Since some issues surfaced when using HPX’s current experimental implementation of the S/R model and considering the likely deprecation of this implementation in favor of NVIDIA’s reference implementation when HPX transitions from C++17 to C++20, all the fixes were developed on top of PR #6431, which integrates the latter into HPX. Therefore, it is important to note that the S/R versions of the parallel algorithms are only available when opting in to use HPX with C++20.

The main products of this project can be found in the following two PRs, both of which have yet to be merged:

Please note that S/R unit tests for algorithms not yet fixed were removed again to avoid cluttering the tests with pointless, certainly failing test cases. This was done in commit a20f1b4 in PR #6494, making it easy to restore the tests by reverting this commit if needed.

What’s Left to Do …

Since there are still a bunch of unadapted algorithms left, getting HPX’s algorithms to work with S/R is still a work in progress. To track this extensive task, Issue #6535 has been opened on HPX’s GitHub.

Additionally, as the standardization of the senders and receivers model for C++ is still ongoing, it’s important to keep an eye on the evolution of P2300 and to respond to any changes that could impact the usage of S/R in HPX.
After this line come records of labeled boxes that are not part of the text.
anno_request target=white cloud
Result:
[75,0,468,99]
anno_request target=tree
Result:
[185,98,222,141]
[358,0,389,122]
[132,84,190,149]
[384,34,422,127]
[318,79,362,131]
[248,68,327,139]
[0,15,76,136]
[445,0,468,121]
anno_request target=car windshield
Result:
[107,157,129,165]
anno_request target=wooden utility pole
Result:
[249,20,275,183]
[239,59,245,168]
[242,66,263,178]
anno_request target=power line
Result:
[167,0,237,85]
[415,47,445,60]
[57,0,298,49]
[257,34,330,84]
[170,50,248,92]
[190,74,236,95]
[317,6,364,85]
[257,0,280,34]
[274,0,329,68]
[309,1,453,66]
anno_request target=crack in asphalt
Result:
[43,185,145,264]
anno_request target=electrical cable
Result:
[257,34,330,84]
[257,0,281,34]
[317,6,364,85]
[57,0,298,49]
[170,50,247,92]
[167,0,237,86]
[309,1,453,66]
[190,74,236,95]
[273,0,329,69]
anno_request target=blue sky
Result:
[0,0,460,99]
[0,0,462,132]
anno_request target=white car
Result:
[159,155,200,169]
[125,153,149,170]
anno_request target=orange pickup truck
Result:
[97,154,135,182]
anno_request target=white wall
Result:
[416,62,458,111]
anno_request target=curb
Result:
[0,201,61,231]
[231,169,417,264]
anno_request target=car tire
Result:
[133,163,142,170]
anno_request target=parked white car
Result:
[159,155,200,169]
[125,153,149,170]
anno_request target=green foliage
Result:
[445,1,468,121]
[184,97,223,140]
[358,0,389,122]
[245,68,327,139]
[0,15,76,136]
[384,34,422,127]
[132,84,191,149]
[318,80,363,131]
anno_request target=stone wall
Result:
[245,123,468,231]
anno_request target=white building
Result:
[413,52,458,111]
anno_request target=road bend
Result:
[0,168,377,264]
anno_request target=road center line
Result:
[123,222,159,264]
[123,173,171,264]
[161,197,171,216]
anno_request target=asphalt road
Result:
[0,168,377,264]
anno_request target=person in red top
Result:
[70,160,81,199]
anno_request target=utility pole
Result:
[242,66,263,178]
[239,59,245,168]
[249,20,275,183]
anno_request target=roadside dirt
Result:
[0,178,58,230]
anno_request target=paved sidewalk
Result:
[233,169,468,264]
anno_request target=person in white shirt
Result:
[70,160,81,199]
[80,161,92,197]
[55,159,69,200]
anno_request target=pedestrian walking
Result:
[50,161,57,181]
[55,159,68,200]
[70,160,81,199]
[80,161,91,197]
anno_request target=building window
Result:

However, staying up-to-date on the standardization efforts should not be limited to S/R and P2300 only, but other proposals that focus specifically on the integration of C++’s algorithms library with S/R, such as P2500 “C++ parallel algorithms and P2300” or P3300 “C++ Asynchronous Parallel Algorithms”, should be watched as well.

Finally, while working on adapting the algorithms, some problems that are not directly related to this project and should be tackled in the future, arose. They are documented in the following GitHub issues:

Acknowledgements

Many thanks to Hartmut Kaiser, Isidoros Tsaousis-Seiras and Panos Syskakis for their valuable support throughout this project, and for making our weekly meetings both fun and productive!

I’d also like to thank Google and the GSoC program admins for making this summer’s great experience possible.